Conversely, historical median OS for leptomeningeal carcinomatosis is 1 to 2 months without treatment, and 3 to 4 months with treatment, Tang said.

“Patients with leptomeningeal carcinomatosis or metastasis were originally excluded from the phase 2 trial,” Tang said. “When the trial was changed to allow them to enroll, the survival in those patients was greatly improved over historical expectations. This has led to additional study in this subgroup of patients with recurrent brain metastasis because they have a very poor prognosis.”

After treatment, patients — including those with leptomeningeal carcinomatosis — demonstrated improved CNS clinical symptoms.
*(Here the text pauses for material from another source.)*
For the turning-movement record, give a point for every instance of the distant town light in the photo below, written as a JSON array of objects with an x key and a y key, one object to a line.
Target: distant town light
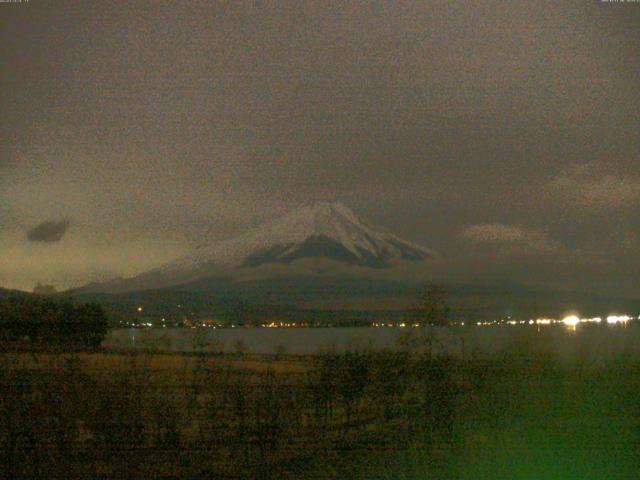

Researchers noted that adverse events that occurred were comparable with those that occur with single-agent paclitaxel. Myelosuppression was the most common toxicity.

“Patients with brain metastases are not treated with paclitaxel for their brain metastases because the drug does not cross the blood-brain barrier,” Tang said. “But breast cancer is very sensitive to paclitaxel outside the brain. Therefore, to use this drug conjugate to cross the blood-brain barrier provides the intracranial space with a very active drug against the metastatic tumors in the brain and the meninges.”

Based on these data, a randomized pivotal study in patients with breast cancer with brain metastases and leptomeningeal carcinomatosis is planned to compare ANG1005 vs. physician’s best choice, Tang said. – by Alexandra Todak

Reference:

Tang S-C, et al. Abstract 324O. Presented at: European Society for Medical Oncology Congress; Oct. 7-11, 2016; Copenhagen, Denmark.

For more information:

Shou-Ching Tang, MD, PhD, FACP, FRCPC, can be reached at Medical College of Georgia, Augusta University, 1411 Laney Walker Blvd., Augusta, GA; email: stang@augusta.edu.

Disclosure: Tang reports no relevant financial disclosures. One researchers reports research funding from or uncompensated advisory roles with Angiochem, Genentech, Geron, Kadmon, Lilly, Merck, Merrimack, Nektar, Novartis, Oncothyreon, PUMA, Sanofi and toBBB.